Lack of actors aside, the action promised in this movie really only occurs at the end. A few times, the director led up to what was sure to be an epic clash, only to drop the action and place it in the background, i.e. a quick news clip or explosions in the distance. I get it, he wanted to show the perspective (reality to some) of the humans in a monster pandemic and how powerless we really are, but dangling the carrot got a bit old for me. The special effects tried to keep the suspense going, but for this reviewer, as well as some other fans, more action was needed then just running, screaming, and occasionally firing a bullet. Luckily the director saved the big guns for last, unleashing their power in special effects extravaganza. I won’t say too much more, but trust me in the fact that some classic Godzilla action does come your way, if you can be patient.
The latest reboot of the thunder lizard’s career is beautifully crafted, but I expected a little more sustenance to the movie.
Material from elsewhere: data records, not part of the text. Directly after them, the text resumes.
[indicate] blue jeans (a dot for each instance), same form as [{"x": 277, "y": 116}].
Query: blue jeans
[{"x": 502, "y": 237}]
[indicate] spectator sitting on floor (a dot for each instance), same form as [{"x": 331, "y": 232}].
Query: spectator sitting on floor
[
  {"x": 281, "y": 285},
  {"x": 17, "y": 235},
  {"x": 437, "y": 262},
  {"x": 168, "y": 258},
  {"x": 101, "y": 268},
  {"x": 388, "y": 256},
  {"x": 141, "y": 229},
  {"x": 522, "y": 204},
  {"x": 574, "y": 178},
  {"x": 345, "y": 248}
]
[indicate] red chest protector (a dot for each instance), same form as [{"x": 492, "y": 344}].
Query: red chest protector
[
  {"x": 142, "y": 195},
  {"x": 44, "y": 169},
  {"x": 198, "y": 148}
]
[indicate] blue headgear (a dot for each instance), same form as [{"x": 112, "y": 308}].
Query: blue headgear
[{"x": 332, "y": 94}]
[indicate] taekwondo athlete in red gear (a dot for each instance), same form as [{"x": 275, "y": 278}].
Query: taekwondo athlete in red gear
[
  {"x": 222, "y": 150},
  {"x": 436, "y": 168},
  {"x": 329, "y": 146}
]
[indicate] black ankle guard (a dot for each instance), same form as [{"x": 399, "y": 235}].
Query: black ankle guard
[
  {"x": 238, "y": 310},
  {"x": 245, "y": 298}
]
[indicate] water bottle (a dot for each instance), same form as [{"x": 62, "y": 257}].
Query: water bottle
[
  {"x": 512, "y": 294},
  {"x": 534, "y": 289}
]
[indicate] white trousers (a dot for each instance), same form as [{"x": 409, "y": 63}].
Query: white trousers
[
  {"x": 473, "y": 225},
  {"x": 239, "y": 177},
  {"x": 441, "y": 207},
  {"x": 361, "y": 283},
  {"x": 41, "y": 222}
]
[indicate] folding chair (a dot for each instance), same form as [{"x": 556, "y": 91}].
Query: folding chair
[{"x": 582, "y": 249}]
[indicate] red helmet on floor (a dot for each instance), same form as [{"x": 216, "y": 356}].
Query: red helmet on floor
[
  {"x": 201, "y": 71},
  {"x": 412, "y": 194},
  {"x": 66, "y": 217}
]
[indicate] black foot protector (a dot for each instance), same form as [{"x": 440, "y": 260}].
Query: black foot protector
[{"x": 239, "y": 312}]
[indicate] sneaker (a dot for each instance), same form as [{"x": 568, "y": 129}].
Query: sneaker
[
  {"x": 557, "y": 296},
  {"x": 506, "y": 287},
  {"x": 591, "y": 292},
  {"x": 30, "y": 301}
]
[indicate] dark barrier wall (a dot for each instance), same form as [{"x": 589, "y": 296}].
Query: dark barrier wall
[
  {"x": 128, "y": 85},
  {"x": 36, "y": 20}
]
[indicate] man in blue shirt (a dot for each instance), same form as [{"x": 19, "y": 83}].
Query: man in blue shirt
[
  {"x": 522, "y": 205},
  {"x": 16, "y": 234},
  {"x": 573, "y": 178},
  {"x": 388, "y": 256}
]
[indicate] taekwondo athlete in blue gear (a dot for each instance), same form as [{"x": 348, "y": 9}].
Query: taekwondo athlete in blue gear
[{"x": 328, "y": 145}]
While Taylor-Johnson certainly plays his part well, his flat relationships and lack of other characters took away from the suspense and left an emotionally stunted ending. Overall Godzilla has taken a step back to the classic monster movie, it just needed a bit more action for this reviewer. There is a lot of slow buildup, and you may get mad that monster king kind of takes a back seat for most of the film. Yet amidst the plethora of destroyed town sequences, and EMP induced crashes, lies a decent movie that will hopefully spark another movie in the future, one with a little more emphasis on the Big G himself.